Pensé que el Rey Feral que gobierna ese lugar se llama el Águila Dorada de Corona Violeta o algo así.
—¡Ese es el Rey Feral del Monte Kunlun!
Wang Hou entonces describió los poderes, habilidades y velocidad máxima del Águila Negra de Corona Dorada en detalle para Jiang He, diciendo:
—Te estás acercando al nivel divino en habilidad ahora, pero no tienes ninguna oportunidad contra ese pájaro en absoluto.

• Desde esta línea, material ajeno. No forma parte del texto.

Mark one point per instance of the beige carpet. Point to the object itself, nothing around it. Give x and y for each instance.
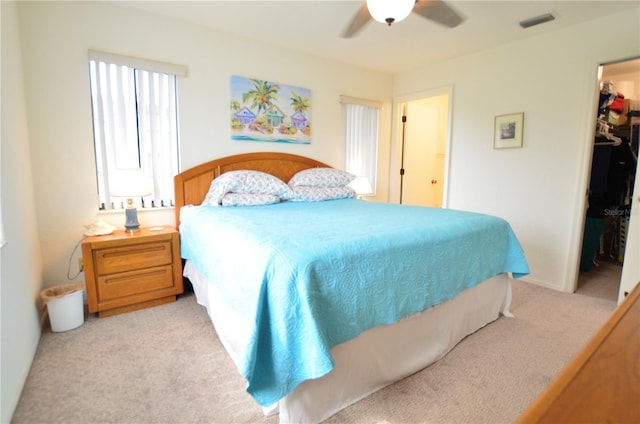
(166, 365)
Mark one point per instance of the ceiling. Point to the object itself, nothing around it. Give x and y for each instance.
(316, 26)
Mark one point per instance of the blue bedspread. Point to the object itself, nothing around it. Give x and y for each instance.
(312, 275)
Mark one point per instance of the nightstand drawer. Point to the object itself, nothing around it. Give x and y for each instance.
(115, 286)
(120, 259)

Recuerda, mantén la calma y cultiva.
No comiences problemas.
Jiang He asintió con una sonrisa.
—Bueno, sobre el Reino Secreto, Ministro Wang…
iré a Tantra, está bien…
Ah, cierto…
Llamando a Wang Hou nuevamente cuando el ministro se volvió para irse una vez más, Jiang He preguntó torpemente:
—¿Puedo tener un poco de la carne del Drake Rey Azul, Ministro Wang?
Después de todo, era carne de un Rey Feral.
Dejando a un lado el sabor, era un depósito si la granja necesita carne de Rey Feral para subir de nivel la próxima vez, ¿no?
***
Pronto, sosteniendo un trozo de la cola del Drake Rey Azul que tenía más de diez metros de largo, Jiang He alegremente gritó a los cielos:
—¡Cuídese, Ministro Wang…
vuele despacio y la seguridad es lo primero!
Arriba en el aire, Wang Hou casi se cayó del cielo.
¿Qué demonios?
Estoy volando, no conduciendo…
¿qué quieres decir con volar despacio?